Faire face à l'anarchie du pétrole

Les secousses imprimées depuis 1974 à l'économie de l'énergie dans le monde par les événements du Moyen-Orient (Journal de l'année 1973-74) se sont encore aggravées en 1979-1980. Jamais, sur le marché pétrolier, la confusion n'a été aussi grande. Mais aussi des orientations, des décisions ont été prises en Occident — tardives, certes, et encore sporadiques — en vue de s'affranchir d'une trop grande dépendance du pétrole. Il serait risqué de dire que l'horizon est désormais dégagé, mais du moins commence-t-on à voir s'inscrire dans les faits les transformations en profondeur que les experts préconisaient depuis longtemps.

Escalades

Le second choc pétrolier, provoqué par la révolution iranienne, a achevé de briser les anciennes structures du marché du pétrole. Il y a dix ans, le cartel des compagnies internationales maintenait une stricte discipline des prix dans le monde entier, tout en satisfaisant sans défaillance des besoins en rapide croissance.

Après 1973, ce pouvoir passa aux mains de l'organisation des pays producteurs, l'OPEP. Mais l'autorité de celle-ci sur ses membres n'a cessé de se dégrader, le plus puissant d'entre eux — l'Arabie Saoudite — parvenant de plus en plus difficilement à faire prévaloir ses vues modérées.

Le 28 juin 1979, réunie à Genève, l'OPEP portait le prix de base du pétrole brut (respecté par l'Arabie et les Émirats) de 14,5 à 18 dollars le baril, mais laissait aux autres pays membres la liberté d'élever le leur jusqu'à un plafond de 23,50 dollars, possibilité dont profitaient aussitôt l'Algérie, le Nigeria et la Libye.

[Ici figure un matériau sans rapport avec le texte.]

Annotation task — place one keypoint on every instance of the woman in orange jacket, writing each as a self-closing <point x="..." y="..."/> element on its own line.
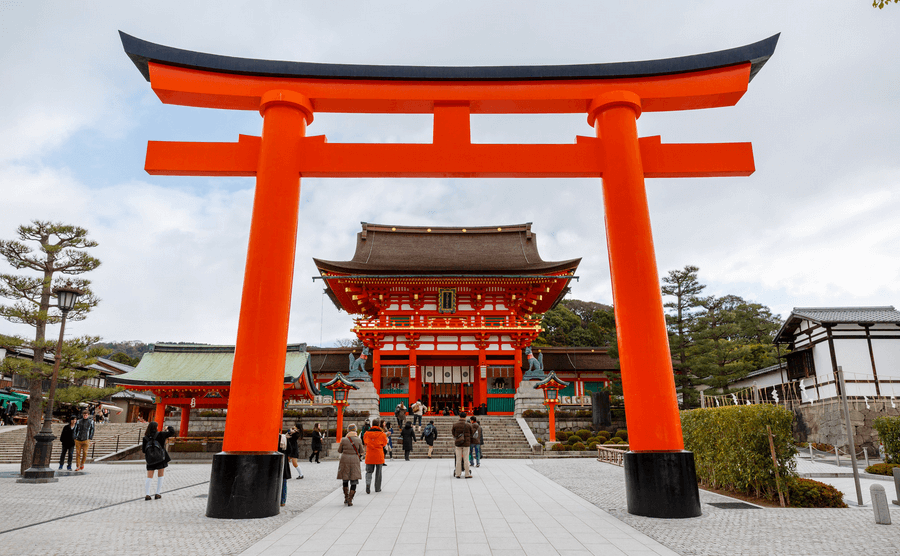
<point x="375" y="441"/>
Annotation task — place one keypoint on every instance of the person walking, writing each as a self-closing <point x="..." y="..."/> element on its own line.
<point x="67" y="438"/>
<point x="418" y="410"/>
<point x="462" y="439"/>
<point x="477" y="440"/>
<point x="429" y="435"/>
<point x="293" y="439"/>
<point x="284" y="448"/>
<point x="375" y="441"/>
<point x="400" y="414"/>
<point x="316" y="443"/>
<point x="84" y="435"/>
<point x="409" y="437"/>
<point x="390" y="434"/>
<point x="151" y="437"/>
<point x="350" y="449"/>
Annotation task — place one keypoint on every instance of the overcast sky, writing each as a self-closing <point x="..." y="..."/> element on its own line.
<point x="816" y="225"/>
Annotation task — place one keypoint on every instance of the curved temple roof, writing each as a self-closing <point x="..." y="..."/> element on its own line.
<point x="382" y="249"/>
<point x="142" y="52"/>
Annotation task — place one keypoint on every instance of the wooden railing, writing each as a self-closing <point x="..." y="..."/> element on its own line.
<point x="612" y="454"/>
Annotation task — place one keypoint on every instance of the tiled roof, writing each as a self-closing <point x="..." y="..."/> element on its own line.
<point x="383" y="249"/>
<point x="849" y="314"/>
<point x="182" y="364"/>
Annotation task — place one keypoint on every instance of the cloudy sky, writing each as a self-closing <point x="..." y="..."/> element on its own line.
<point x="816" y="225"/>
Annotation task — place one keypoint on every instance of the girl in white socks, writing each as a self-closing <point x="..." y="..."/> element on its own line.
<point x="154" y="448"/>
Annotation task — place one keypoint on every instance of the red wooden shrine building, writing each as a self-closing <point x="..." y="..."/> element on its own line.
<point x="446" y="312"/>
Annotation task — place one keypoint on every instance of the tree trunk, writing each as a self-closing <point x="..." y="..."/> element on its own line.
<point x="35" y="409"/>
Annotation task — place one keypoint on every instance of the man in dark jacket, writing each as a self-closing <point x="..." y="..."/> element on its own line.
<point x="67" y="438"/>
<point x="477" y="441"/>
<point x="84" y="435"/>
<point x="462" y="439"/>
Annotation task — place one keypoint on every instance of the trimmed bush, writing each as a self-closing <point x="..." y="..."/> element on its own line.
<point x="882" y="469"/>
<point x="731" y="447"/>
<point x="807" y="493"/>
<point x="888" y="429"/>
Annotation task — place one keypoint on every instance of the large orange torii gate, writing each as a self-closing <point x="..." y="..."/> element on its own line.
<point x="660" y="477"/>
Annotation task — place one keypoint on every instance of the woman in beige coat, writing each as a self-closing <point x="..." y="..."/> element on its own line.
<point x="352" y="451"/>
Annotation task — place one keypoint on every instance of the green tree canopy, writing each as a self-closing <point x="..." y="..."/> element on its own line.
<point x="56" y="254"/>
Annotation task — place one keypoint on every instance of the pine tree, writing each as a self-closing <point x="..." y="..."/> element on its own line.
<point x="684" y="286"/>
<point x="60" y="255"/>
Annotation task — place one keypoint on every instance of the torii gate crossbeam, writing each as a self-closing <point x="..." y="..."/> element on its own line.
<point x="660" y="476"/>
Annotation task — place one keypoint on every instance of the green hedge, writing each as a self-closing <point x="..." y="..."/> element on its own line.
<point x="888" y="429"/>
<point x="807" y="493"/>
<point x="731" y="447"/>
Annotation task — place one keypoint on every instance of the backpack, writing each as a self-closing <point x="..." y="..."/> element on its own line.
<point x="154" y="453"/>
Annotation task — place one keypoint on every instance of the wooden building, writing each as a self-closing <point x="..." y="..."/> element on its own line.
<point x="447" y="312"/>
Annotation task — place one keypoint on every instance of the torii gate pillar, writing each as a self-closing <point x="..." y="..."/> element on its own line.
<point x="660" y="478"/>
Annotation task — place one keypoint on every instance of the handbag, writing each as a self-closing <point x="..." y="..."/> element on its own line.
<point x="154" y="453"/>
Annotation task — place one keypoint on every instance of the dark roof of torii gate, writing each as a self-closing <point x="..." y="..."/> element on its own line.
<point x="142" y="53"/>
<point x="495" y="250"/>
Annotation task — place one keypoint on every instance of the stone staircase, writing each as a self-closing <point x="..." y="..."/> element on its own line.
<point x="106" y="438"/>
<point x="503" y="438"/>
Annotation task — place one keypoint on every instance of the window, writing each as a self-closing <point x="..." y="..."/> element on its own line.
<point x="447" y="300"/>
<point x="800" y="364"/>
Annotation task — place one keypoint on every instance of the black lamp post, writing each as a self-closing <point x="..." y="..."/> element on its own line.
<point x="40" y="470"/>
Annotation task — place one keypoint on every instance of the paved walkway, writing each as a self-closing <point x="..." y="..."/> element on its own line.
<point x="506" y="509"/>
<point x="546" y="507"/>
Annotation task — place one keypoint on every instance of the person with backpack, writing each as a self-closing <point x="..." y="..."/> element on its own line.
<point x="67" y="438"/>
<point x="294" y="436"/>
<point x="477" y="441"/>
<point x="462" y="439"/>
<point x="349" y="474"/>
<point x="400" y="414"/>
<point x="409" y="437"/>
<point x="375" y="440"/>
<point x="284" y="448"/>
<point x="84" y="435"/>
<point x="315" y="443"/>
<point x="156" y="456"/>
<point x="429" y="435"/>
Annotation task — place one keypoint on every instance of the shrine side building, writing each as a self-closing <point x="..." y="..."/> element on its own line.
<point x="446" y="312"/>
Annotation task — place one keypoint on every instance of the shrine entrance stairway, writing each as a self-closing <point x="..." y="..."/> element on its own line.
<point x="503" y="438"/>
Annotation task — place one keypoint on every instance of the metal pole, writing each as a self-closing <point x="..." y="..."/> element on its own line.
<point x="850" y="439"/>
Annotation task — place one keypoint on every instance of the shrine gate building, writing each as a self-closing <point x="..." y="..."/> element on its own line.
<point x="447" y="312"/>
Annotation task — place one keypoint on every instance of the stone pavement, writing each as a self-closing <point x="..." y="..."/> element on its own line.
<point x="769" y="531"/>
<point x="505" y="509"/>
<point x="569" y="506"/>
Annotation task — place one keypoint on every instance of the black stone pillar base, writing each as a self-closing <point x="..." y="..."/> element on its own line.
<point x="245" y="485"/>
<point x="40" y="471"/>
<point x="662" y="484"/>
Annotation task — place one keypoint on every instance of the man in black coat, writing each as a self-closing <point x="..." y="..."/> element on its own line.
<point x="67" y="438"/>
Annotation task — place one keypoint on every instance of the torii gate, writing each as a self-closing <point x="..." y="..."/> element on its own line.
<point x="246" y="477"/>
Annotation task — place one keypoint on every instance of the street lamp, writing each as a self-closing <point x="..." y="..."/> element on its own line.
<point x="551" y="387"/>
<point x="340" y="387"/>
<point x="40" y="470"/>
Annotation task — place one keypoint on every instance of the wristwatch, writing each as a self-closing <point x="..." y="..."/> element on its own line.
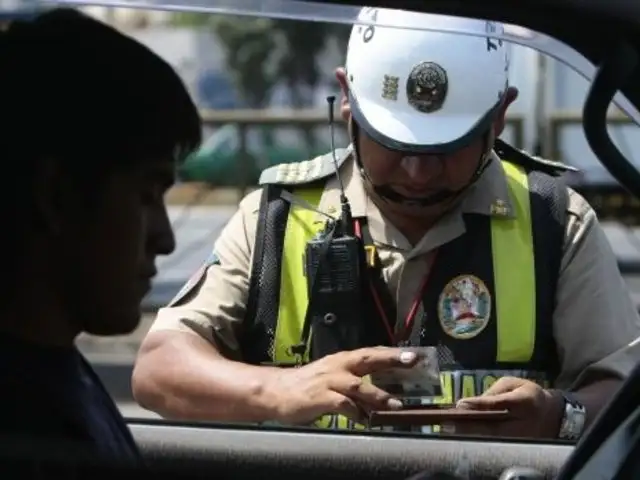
<point x="573" y="418"/>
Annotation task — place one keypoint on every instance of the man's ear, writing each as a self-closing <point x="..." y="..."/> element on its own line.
<point x="50" y="197"/>
<point x="345" y="108"/>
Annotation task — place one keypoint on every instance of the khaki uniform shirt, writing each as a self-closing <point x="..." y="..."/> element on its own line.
<point x="595" y="324"/>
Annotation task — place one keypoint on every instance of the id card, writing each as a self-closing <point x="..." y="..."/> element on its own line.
<point x="413" y="384"/>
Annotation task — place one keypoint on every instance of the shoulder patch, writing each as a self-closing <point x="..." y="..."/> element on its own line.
<point x="308" y="171"/>
<point x="519" y="157"/>
<point x="195" y="281"/>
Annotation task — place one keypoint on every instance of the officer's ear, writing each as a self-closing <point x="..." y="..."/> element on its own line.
<point x="345" y="108"/>
<point x="500" y="122"/>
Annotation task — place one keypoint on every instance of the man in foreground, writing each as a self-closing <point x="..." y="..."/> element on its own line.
<point x="471" y="246"/>
<point x="93" y="125"/>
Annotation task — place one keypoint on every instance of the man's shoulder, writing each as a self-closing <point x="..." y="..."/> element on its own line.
<point x="305" y="172"/>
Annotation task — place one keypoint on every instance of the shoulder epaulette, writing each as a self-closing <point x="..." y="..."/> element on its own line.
<point x="520" y="157"/>
<point x="309" y="171"/>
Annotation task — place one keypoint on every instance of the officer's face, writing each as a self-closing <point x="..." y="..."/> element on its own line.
<point x="419" y="176"/>
<point x="111" y="263"/>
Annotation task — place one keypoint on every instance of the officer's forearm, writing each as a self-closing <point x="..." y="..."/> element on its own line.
<point x="596" y="395"/>
<point x="180" y="376"/>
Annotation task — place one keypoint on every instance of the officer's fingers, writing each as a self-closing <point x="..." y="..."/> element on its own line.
<point x="374" y="398"/>
<point x="504" y="385"/>
<point x="499" y="388"/>
<point x="500" y="401"/>
<point x="337" y="403"/>
<point x="370" y="360"/>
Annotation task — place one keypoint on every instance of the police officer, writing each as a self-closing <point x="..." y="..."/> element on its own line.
<point x="481" y="251"/>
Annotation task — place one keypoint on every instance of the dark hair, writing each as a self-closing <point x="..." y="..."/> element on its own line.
<point x="78" y="91"/>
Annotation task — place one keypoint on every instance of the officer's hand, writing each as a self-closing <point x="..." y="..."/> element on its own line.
<point x="334" y="385"/>
<point x="535" y="412"/>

Dès octobre, aiguillonnée par la flambée du marché libre de Rotterdam, la hausse repartait dans le désordre au-delà de ce plafond, à l'initiative de l'Iran, de l'Iraq, de la Libye, du Koweït, du Mexique, mais aussi du pétrole anglais de la mer du Nord. Dans un effort pour rétablir un semblant d'unité, l'Arabie Saoudite portait son prix, le 13 décembre 1979, de 18 à 24 dollars le baril.

Fin décembre, une nouvelle conférence de l'OPEP se réunissait à Caracas, mais devait se séparer sans être parvenue à s'entendre pour respecter un barème commun. Et, dès le début de 1980, l'escalade reprenait : 30 dollars le baril algérien, 35 dollars l'iranien et le nigérian... L'OPEP avait complètement perdu la maîtrise des prix. Un chiffre permet de mesurer les conséquences de cette anarchie : entre la fin 1978 et mars 1980, le coût des approvisionnements pétroliers de la France s'est accru de 130 % !

Prix et production

Dans une économie de marché classique, les fabuleuses possibilités de gain ainsi offertes auraient pour effet de multiplier la production, et ainsi de rééquilibrer l'offre et la demande. Malheureusement, il n'en va pas ainsi avec le pétrole, parce que la mise en exploitation de nouvelles ressources demande beaucoup de temps et d'argent, et qu'en tout état de cause les pays de l'OPEP, qui assurent l'essentiel des exportations mondiales, ont plus intérêt à laisser monter les prix qu'à produire davantage. En fait, certains ont même délibérément réduit leur production dès 1979 (Algérie, Gabon, Iran) et d'autres (Libye, Venezuela, Koweït) pensent de plus en plus à suivre cet exemple. Si la production mondiale de brut s'est maintenue en 1979, c'est grâce à la montée en puissance de producteurs récents extérieurs à l'OPEP, tels que le Mexique et la mer du Nord.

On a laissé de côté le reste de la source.